Work performed so far and main results achieved
Together with my collaborators, I have made significant progress towards the goals of the project.
1. In joint work with P. Scholze, I completed the proof of a vanishing theorem for the "generic part" of the cohomology of certain non-compact unitary Shimura varieties. This was mentioned in the proposal as work in progress and was completed during the first year of the project. This result makes unconditional my previous work on potential automorphy over CM fields, joint with P. Allen, F. Calegari, T. Gee, D. Helm, B. Le Hung, J. Newton, P. Scholze, R. Taylor and J. Thorne. This latter paper was revised for publication during the time I was supported by the ERC project.
2. In joint work with M. Emerton, T. Gee and D. Savitt, I constructed moduli stacks of two-dimensional mod p Galois representations. Recent conjectures of Zhu suggest a close connection between understanding the cohomology of Shimura varieties as in 1) and understanding coherent sheaves on moduli stacks of Galois representations.
3. In a series of two papers, that are joint work with D. Gulotta, C. Y. Hsu, C. Johansson, L. Mocz, E. Reinecke and S.C. Shih, and with D. Gulotta and C. Johansson, I proved a vanishing resuly for the cohomology with compact support of certain Shimura varieties with infinite level at p.
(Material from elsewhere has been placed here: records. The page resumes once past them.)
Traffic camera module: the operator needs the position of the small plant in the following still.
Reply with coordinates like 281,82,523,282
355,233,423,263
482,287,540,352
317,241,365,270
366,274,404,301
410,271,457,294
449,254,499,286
The first paper aslo contains an application to the Galois representations associated to torsion in the cohomology of locally symmetric spaces for GL_n over CM fields.
4. In joint work with M. Tamiozzo, who was supported as a postdoctoral research associate by the ERC project, I proved a vanishing theorem for the cohomology of Hilbert modular varieties. This relies on studying the "generic part" of the cohomology but also obtains bounds beyond the generic case.
5. In joint work with J. Newton, I proved a local-global compatibility result for torsion in the cohomology of locally symmetric spaces in the crystalline case. This was generalised to the potentially semi-stable case by my PhD student, B. Hevesi, who was supported as a research assistant by the ERC project.
6. Newton and I used our local-global compatibility result in the crystalline case and an intermediate result from point 2 above to prove that 100% of elliptic curves over a fixed imaginary quadratic field are modular. In particular, we were able to show that all elliptic curves defined over the Gaussian numbers Q(i) are modular.